三菱自動車工業の新型「パジェロ」は、初代からの伝統を受け継ぎつつ「上質さ」にも磨きをかけた一台だ。頑丈で実用的なオフロードSUVのDNAに、どのように質感をプラスしたのか。実車の内装を徹底チェックした。
伝統と先進性が同居するメーター表示
新型パジェロのワールドプレミアでステージ上に並んでいた2台は、インテリアカラーが「キャメル」のタイ仕様だった。ボディカラーは「アーマーカッパーメタリック」×「ジェットブラックマイカ」でフロントグリルは横桟タイプ、もう1台は「ファントムブルーメタリック」でハニカムタイプのグリルを採用している。
新型パジェロのインテリアは、初代モデルから引き継いだ水平基調のインストルメントパネルが特徴だ。2枚の14.3インチ大型ディスプレイで構成する「モノリスディスプレイ」は視認性に優れている。
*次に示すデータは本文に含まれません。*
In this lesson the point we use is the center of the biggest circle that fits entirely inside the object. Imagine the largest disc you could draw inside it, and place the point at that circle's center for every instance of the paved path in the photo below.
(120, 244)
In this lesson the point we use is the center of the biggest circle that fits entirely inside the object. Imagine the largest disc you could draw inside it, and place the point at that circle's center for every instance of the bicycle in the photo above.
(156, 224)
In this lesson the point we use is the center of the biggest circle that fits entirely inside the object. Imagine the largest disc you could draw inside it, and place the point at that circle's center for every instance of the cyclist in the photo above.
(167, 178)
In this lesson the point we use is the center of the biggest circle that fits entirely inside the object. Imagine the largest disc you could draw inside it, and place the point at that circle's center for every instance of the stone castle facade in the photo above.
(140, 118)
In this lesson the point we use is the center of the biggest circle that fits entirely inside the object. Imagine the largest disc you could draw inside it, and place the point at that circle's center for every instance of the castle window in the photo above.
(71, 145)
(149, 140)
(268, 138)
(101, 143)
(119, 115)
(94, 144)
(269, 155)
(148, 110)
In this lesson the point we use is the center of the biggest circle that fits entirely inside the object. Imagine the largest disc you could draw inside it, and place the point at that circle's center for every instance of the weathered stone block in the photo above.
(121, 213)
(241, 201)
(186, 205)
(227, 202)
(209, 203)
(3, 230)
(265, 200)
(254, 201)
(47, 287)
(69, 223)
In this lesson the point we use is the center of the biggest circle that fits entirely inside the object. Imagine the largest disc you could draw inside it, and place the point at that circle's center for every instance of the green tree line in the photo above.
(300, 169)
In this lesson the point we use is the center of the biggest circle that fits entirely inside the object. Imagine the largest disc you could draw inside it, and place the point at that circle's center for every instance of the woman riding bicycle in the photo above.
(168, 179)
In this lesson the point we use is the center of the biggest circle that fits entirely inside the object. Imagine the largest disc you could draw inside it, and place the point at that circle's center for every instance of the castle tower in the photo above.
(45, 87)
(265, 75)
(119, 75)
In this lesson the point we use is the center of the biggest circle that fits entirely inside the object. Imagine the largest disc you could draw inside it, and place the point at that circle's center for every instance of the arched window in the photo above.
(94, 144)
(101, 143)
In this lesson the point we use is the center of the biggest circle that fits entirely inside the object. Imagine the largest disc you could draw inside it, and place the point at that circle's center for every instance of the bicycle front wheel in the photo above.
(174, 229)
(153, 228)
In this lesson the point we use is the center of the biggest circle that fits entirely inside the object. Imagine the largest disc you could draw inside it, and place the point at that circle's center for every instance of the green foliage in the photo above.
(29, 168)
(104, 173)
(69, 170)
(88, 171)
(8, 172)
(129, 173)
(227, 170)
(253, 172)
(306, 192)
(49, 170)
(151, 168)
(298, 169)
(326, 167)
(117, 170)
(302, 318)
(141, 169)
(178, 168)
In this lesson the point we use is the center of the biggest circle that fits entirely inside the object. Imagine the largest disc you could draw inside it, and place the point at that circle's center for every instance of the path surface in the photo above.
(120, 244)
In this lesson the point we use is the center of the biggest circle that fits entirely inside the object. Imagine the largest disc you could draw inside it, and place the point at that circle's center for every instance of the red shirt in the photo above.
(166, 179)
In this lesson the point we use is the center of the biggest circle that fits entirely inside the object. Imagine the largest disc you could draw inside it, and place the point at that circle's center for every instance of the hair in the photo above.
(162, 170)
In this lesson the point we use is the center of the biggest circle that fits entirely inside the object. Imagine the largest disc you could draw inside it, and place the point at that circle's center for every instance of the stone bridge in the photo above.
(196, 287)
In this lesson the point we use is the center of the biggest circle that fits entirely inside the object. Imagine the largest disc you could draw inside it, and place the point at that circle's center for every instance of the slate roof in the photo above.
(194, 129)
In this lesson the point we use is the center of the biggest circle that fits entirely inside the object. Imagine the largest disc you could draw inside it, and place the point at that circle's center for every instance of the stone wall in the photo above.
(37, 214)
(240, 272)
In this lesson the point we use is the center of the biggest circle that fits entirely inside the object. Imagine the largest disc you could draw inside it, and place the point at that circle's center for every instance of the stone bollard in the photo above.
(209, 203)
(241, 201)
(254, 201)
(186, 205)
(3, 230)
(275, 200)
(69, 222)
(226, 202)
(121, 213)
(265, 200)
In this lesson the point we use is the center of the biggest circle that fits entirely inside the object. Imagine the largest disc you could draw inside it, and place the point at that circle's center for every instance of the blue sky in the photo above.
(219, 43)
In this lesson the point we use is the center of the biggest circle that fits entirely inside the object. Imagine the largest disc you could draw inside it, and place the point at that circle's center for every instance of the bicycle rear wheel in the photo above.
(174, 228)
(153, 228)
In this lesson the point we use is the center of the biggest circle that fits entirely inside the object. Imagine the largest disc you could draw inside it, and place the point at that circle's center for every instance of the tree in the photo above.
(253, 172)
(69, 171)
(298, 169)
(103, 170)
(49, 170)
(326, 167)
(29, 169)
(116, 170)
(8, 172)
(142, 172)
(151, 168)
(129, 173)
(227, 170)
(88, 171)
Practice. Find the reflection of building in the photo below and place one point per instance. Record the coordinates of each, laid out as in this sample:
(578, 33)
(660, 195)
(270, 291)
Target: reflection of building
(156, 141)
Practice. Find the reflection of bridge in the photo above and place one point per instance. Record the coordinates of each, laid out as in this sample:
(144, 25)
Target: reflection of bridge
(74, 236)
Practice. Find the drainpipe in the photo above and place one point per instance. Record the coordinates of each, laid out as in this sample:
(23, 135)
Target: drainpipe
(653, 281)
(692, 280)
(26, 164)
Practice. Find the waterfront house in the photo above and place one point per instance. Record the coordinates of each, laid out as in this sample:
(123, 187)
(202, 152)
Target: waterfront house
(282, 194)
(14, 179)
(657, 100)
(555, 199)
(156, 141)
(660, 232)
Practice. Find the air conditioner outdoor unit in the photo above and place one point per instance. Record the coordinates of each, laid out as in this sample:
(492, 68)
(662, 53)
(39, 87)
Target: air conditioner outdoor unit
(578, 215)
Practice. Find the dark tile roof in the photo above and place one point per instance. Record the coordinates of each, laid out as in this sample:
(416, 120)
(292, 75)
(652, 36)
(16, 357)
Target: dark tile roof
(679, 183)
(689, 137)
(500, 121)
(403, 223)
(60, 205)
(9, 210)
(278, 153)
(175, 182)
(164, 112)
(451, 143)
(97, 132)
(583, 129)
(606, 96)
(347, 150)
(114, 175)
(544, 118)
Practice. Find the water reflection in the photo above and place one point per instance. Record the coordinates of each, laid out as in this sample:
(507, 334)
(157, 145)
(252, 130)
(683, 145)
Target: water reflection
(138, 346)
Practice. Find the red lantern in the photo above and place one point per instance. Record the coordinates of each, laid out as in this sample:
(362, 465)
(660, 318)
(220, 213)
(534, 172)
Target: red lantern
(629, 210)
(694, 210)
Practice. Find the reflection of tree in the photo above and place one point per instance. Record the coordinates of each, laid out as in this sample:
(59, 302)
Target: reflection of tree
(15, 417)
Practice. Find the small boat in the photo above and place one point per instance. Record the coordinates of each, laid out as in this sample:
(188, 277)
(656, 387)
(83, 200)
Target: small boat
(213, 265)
センターディスプレイには、初代から続く伝統の3連メーターを現代的に進化させたマルチメーターを表示可能。直感的なグラフィックで、クルマの状況が把握しやすい。運転席正面のディスプレイでは、大きな丸型2眼メーターの間にさまざまな情報を表示でき、背景は時間やシチュエーションに合わせて変化していく仕組みだ。
素材が上質!シートアレンジは?
内装色のキャメルは、砂や泥が付着しても汚れが目立ちにくい色合い。柔らかいインパネ部は質感だけでなく、荒れた路面で乗員が頭をぶつけた場合の安全面にも考慮したという。
インパネやドアトリムには、日本の伝統工芸である「木目込み」に着想を得た縫製技法で仕立てたソフトマテリアルを採用。立体感があり、三菱自動車のフラッグシップSUVにふさわしい上質感を醸し出していた。
もう1色、「ブラック」の内装色も肉眼で確認できた。上質な素材使いはそのままに、よりタフで機能的な印象を与えるカラーリングで、どんな場所にでも突き進んでいけそうな雰囲気だ。
シートは2-3-2の3列7人乗り。2列目は前後150mmのスライド&チップアップが可能で、3列目はダイブダウン仕様となっている。3列目シートは十分なサイズを確保し、後方に向かって床面が高くなっているので見晴らしもいい。その代わり、乗り降りするにはちょっとタイトな空間かもしれない。3列目を倒せば、十分なラゲッジスペースが出現する。
日本仕様はシフトレバーのデザインが違う?
ワールドプレミアのプログラムが終了したので会場の外に出てみると、そこにはもう1台の新型パジェロが置いてあった。キャメルのインテリアを明るい光の元で撮影していると、メーター表示部が日本語表記になっていることに気が付いた。よく見ると、シフトレバーの形状も違う。会場内にあったタイ、豪州仕様は楕円のグリップ式だったのだが、こちらは背が低くて四角い「く」の字型のレバーになっている。
横に置かれていたスペックシートをよく見ると、仕向地のところに小さな文字で「Japan 日本」の文字が確認できた。日本仕様については非公表の部分も多いが、シフトレバーのデザインにまで変更が加えられているのであれば興味深い。正式発表時にどのような仕様となるのか、注目したいところだ。